Rhode Island Company 61
#61 is the oldest surviving street railway vehicle built as an electric car. It was delivered with open platforms and a red paint scheme which identified it as an Elmwood Avenue car. Other cars had different colors: purple for Branch Ave., red & green for Cranston, etc. The car colors are duplicated in the clerestory windows and the route name and destination were painted on the front dash. The end platforms were later enclosed.
After the First World War, 26 now-elderly single truck cars were converted into service cars. #61’s seats were removed and it became sand car #1567. Streetcars typically carry sand in a hopper (usually under a seat near the front end) and drop it onto wet or slippery rails to prevent sliding. As 1567, the car brought sand from a sand pit to the various car barns for distribution.
#1567 was in use until Rhode Island trolley operations ended on May 14, 1948. After acquisition by the museum, the car was given a dark green paint job. In 1978, #61 was repainted into its color scheme of about 1907, after the platforms were enclosed. The car was repainted again in 2013-2014.

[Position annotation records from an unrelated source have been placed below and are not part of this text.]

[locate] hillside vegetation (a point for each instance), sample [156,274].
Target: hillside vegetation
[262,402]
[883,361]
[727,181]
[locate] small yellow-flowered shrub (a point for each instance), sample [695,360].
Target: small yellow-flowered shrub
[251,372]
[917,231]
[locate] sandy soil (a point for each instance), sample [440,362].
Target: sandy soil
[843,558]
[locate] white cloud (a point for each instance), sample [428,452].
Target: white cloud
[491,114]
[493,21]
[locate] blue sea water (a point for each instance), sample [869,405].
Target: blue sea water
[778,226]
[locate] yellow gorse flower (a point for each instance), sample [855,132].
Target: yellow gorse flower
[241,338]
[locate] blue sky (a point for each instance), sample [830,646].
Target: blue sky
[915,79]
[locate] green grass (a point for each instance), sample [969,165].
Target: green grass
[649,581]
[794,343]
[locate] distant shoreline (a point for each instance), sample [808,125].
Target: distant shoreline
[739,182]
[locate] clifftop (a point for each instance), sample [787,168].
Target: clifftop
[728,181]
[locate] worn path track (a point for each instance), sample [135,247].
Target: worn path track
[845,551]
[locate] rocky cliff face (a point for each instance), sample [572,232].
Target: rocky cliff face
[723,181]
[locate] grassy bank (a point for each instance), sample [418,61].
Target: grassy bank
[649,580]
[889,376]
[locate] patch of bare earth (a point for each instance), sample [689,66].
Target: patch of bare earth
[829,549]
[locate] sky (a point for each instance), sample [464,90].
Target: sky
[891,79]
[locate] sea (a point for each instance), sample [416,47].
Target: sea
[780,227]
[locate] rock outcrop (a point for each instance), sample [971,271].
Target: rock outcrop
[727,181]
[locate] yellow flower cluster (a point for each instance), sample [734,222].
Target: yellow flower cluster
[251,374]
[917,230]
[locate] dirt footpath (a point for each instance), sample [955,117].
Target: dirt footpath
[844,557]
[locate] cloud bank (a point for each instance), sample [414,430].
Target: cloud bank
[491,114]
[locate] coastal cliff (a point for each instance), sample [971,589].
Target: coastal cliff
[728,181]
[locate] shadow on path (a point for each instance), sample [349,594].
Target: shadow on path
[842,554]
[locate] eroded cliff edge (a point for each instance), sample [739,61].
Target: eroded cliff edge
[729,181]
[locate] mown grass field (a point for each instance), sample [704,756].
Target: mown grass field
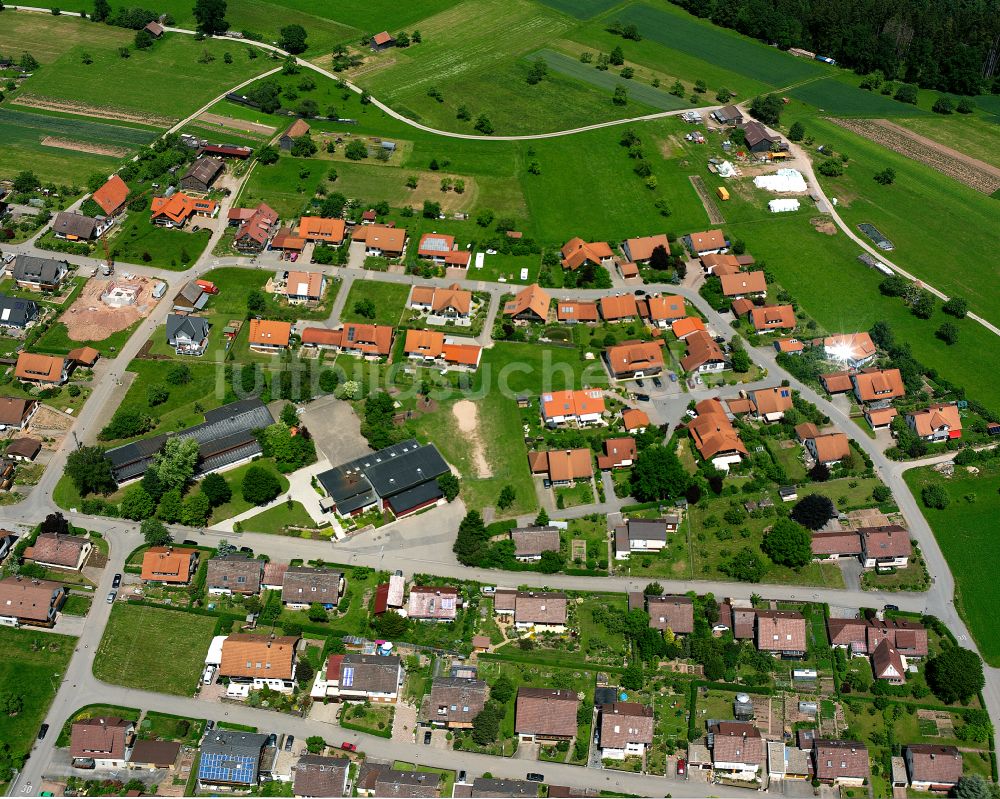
[32,668]
[943,231]
[462,43]
[190,84]
[831,95]
[168,662]
[966,533]
[581,9]
[640,92]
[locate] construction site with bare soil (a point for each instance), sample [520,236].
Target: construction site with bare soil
[108,306]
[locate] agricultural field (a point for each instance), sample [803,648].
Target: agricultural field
[641,92]
[965,531]
[32,668]
[975,135]
[169,662]
[62,149]
[920,212]
[197,69]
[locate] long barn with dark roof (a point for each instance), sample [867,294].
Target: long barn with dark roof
[227,436]
[402,478]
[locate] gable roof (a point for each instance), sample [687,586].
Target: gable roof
[309,584]
[633,419]
[781,631]
[267,331]
[633,356]
[546,712]
[743,283]
[875,384]
[41,368]
[934,418]
[641,249]
[576,252]
[317,228]
[245,655]
[831,447]
[675,612]
[111,196]
[619,306]
[625,722]
[532,298]
[73,224]
[772,317]
[662,308]
[167,564]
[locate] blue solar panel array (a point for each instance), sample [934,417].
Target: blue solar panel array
[215,767]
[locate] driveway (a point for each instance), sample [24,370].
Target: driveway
[336,430]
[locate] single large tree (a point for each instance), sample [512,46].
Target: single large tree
[955,675]
[472,540]
[813,511]
[788,544]
[90,471]
[658,474]
[211,16]
[293,39]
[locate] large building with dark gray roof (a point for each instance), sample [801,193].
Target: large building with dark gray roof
[202,174]
[38,274]
[402,478]
[17,312]
[226,437]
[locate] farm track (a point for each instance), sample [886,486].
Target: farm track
[973,173]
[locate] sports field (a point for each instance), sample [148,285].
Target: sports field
[640,92]
[168,660]
[966,532]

Acquired by the museum in: 1956
Num/Owner/City: 61 Rhode Island Co. Providence RI then 1567 United Electric Rys. Providence RI Builder: J.M. Jones Date Built: 1893
Num Trucks: 1 Truck Type: Bemis 26 Num Motors: 2 Motors: GE-800 Controls: K-10 Brakes: handbrake Compressor: none
Length: 29′ Weight: 22,000 Height: Seats: 30
Ends: 2 OpenClosed: closed Roof: deck Structural: wood Type: streetcar
Comment: original open platforms enclosed 19??. Used as sand car#1567.